I also reconnected my series 2 since the Premiere isn't working and it also connects to the network but the network does not see it. It has a much lower number on the network than the tivos and the Roamio has the highest and it is visible on my network and the Tivo app. I have occasionally had this problem with my Series 2.
I only have experience with the Linksys BEFSR41 non-wireless router and the Linksys WRT54G wireless router.
Both come from the factory set to a default IP address of 192.168.1.1
That's the IP address the router has on the LAN side, which is everything except the cable or DSL modem.
I've got a cable modem and I set the router on the WAN side to accept whatever DHCP address the modem gives it.
The modem I have defaults to an address for itself, on the side facing the router, of 192.168.100.1, which leaves it free to give the router any address between 192.168.100.2 and 192.168.100.254, which it'll do via DHCP
I don't need to worry about that part.
If all is well, it just works.
On the cable company side of the modem it'll get an address assigned, in my case via DHCP, by the cable company's equipment////that starts with something other than 192.
////( I was asleep and hallucinating and thinking about something else when I wrote that last part.)
If I power down the modem, when I power it back up it might get the same IP address or it might get a different one.
I don't need to worry about that part, either.
Again, if all is well, it just works.
The part I need to mess with is the LAN side of the router.
To change settings on the router, I enter 192.168.1.1 into the address bar on a web browser (like IE, Firefox, Chrome, etc) on a computer with an Ethernet cord plugged into it and one of the LAN ports on the back of the router.
This brings up a popup asking me for a name and password.
One the Linksys units you leave the name blank and type admin for the password if you haven't already changed the default settings.

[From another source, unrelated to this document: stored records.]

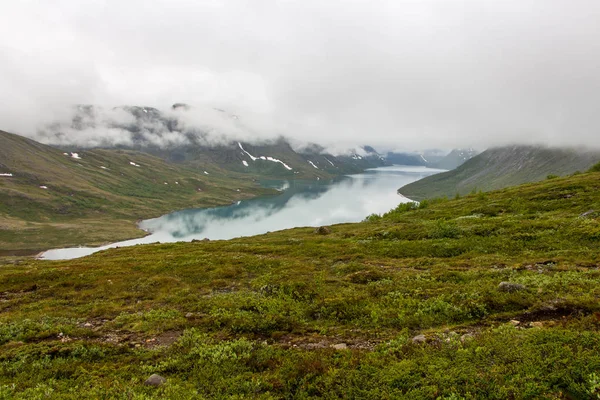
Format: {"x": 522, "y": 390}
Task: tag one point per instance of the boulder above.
{"x": 510, "y": 287}
{"x": 419, "y": 339}
{"x": 155, "y": 380}
{"x": 323, "y": 230}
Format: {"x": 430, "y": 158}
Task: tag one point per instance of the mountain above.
{"x": 489, "y": 296}
{"x": 454, "y": 159}
{"x": 432, "y": 158}
{"x": 400, "y": 158}
{"x": 172, "y": 136}
{"x": 49, "y": 197}
{"x": 502, "y": 167}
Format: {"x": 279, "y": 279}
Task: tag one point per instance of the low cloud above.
{"x": 401, "y": 74}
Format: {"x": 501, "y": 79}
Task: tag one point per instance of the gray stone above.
{"x": 510, "y": 287}
{"x": 323, "y": 230}
{"x": 419, "y": 339}
{"x": 466, "y": 337}
{"x": 155, "y": 380}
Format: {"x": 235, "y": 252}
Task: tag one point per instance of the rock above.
{"x": 419, "y": 339}
{"x": 323, "y": 230}
{"x": 155, "y": 380}
{"x": 510, "y": 287}
{"x": 466, "y": 337}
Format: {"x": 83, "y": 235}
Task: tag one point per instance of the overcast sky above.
{"x": 410, "y": 74}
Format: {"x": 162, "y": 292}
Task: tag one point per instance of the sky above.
{"x": 400, "y": 74}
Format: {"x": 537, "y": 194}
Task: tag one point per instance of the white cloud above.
{"x": 400, "y": 73}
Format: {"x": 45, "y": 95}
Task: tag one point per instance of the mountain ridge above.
{"x": 502, "y": 167}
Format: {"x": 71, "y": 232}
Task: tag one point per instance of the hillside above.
{"x": 490, "y": 296}
{"x": 51, "y": 198}
{"x": 454, "y": 159}
{"x": 169, "y": 135}
{"x": 501, "y": 167}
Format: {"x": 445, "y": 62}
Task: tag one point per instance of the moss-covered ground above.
{"x": 296, "y": 314}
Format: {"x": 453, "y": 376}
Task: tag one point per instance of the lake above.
{"x": 302, "y": 203}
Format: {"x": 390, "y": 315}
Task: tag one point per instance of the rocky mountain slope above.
{"x": 171, "y": 136}
{"x": 502, "y": 167}
{"x": 490, "y": 296}
{"x": 50, "y": 197}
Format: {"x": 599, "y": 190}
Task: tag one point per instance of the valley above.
{"x": 490, "y": 295}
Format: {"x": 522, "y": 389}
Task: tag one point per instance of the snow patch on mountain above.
{"x": 266, "y": 158}
{"x": 249, "y": 155}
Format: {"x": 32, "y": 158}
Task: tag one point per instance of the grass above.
{"x": 295, "y": 314}
{"x": 85, "y": 204}
{"x": 502, "y": 167}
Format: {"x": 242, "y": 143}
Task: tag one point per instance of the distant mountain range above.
{"x": 51, "y": 197}
{"x": 432, "y": 158}
{"x": 501, "y": 167}
{"x": 161, "y": 134}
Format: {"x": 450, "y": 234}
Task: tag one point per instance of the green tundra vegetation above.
{"x": 486, "y": 296}
{"x": 501, "y": 167}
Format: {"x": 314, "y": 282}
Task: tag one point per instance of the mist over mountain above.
{"x": 421, "y": 74}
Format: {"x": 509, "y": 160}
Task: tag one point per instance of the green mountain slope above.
{"x": 490, "y": 296}
{"x": 49, "y": 198}
{"x": 501, "y": 167}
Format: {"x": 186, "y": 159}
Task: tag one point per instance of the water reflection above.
{"x": 302, "y": 203}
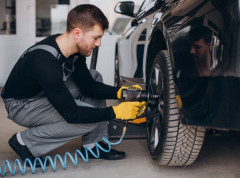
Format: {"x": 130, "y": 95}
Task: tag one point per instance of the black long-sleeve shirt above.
{"x": 40, "y": 71}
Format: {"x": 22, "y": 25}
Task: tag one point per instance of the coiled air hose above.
{"x": 53, "y": 162}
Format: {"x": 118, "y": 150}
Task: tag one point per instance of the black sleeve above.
{"x": 88, "y": 85}
{"x": 50, "y": 78}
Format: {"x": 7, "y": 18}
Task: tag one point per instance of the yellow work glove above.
{"x": 119, "y": 93}
{"x": 129, "y": 110}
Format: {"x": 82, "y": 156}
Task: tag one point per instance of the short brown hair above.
{"x": 85, "y": 16}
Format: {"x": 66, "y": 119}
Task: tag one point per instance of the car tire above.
{"x": 170, "y": 142}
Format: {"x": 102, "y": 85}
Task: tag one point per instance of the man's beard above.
{"x": 85, "y": 53}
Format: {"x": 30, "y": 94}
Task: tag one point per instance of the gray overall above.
{"x": 47, "y": 129}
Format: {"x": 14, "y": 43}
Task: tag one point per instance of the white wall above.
{"x": 12, "y": 46}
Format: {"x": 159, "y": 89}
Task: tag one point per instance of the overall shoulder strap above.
{"x": 48, "y": 48}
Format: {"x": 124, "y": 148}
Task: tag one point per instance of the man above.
{"x": 200, "y": 49}
{"x": 51, "y": 91}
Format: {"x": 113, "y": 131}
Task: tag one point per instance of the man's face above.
{"x": 89, "y": 39}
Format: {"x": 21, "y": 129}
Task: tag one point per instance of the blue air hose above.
{"x": 63, "y": 161}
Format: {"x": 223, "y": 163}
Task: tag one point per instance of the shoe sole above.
{"x": 14, "y": 147}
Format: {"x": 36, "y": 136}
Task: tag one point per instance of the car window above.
{"x": 145, "y": 4}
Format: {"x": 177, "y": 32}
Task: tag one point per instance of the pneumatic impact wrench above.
{"x": 137, "y": 95}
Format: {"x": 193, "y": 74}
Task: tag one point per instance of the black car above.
{"x": 188, "y": 53}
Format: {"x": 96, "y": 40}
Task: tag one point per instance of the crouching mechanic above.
{"x": 51, "y": 91}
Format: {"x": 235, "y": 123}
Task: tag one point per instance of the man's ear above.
{"x": 77, "y": 33}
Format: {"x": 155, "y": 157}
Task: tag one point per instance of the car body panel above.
{"x": 208, "y": 100}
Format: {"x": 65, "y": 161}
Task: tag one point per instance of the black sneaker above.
{"x": 112, "y": 155}
{"x": 23, "y": 152}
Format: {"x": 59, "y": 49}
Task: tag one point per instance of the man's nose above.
{"x": 98, "y": 42}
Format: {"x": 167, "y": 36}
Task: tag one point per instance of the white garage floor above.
{"x": 220, "y": 157}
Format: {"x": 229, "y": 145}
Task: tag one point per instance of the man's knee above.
{"x": 96, "y": 75}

Other brands of routers might have a default of admin for the name and admin for the password.
You can find out in the owner's manual or Google the brand and model number of the router and one of the first hits will be where somebody answered somebody asking for the default.
This gets me into a web page served up by the router where I can monkey with the settings.
At this point an owner's manual, either on paper or on another browser window or a downloaded PDF of it comes in handy.
With a default IP for the router of 192.168.1.1, the address for the entire LAN is 192.168.1.0 and the address you send something to if you want everything on the network (the LAN) to take note of it is 192.168.1.255
That address ending in .255 is called the broadcast address 'cause it's the one everything listens on regardless of what address it listens on for stuff that's only for it.
That means that .0, .1, and .255 are off limits for anything else on the LAN, but that .2 through .254 are fair game.
If you only have 2 or 3 things that leave the house and need the flexibility to connect to the LAN at home and some other network when out, you could adjust the pool of addresses which the router has available to hand out via DHCP to say 5 of them, .250 through .254, and that'll accommodate your 2 or 3 and an unforeseen one or two.
In the future, if you need to, you can increase the pool by lowering the .250 to say .245 or .240 or whatever.
And at the other end, you can assign fixed IP addresses to stuff that doesn't leave the house, like TiVos and desktop computers.
In the above example you have a range of from .2 to .249 and if you're anywhere near needing over 200 different IP addresses for devices on your home network you need to hire a full time sys admin.
For flexibility's sake I spread them out, starting the PCs at .100 and the TiVos at .200, but you could start at .2 and work your way up or scatter them wildly anywhere among the 248 available ones if you want to.
The point, to me, of using fixed IP addresses when possible is that that way the device tells the router what its address is and that's that, end of discussion, whereas with DHCP they have to negotiate it.
No negotiation, no chance of the negotiation hitting a snag.
Also, DHCP "leases" tend to be for a shorter period of time than "forever", so a fixed IP address avoids the risk of "timing out".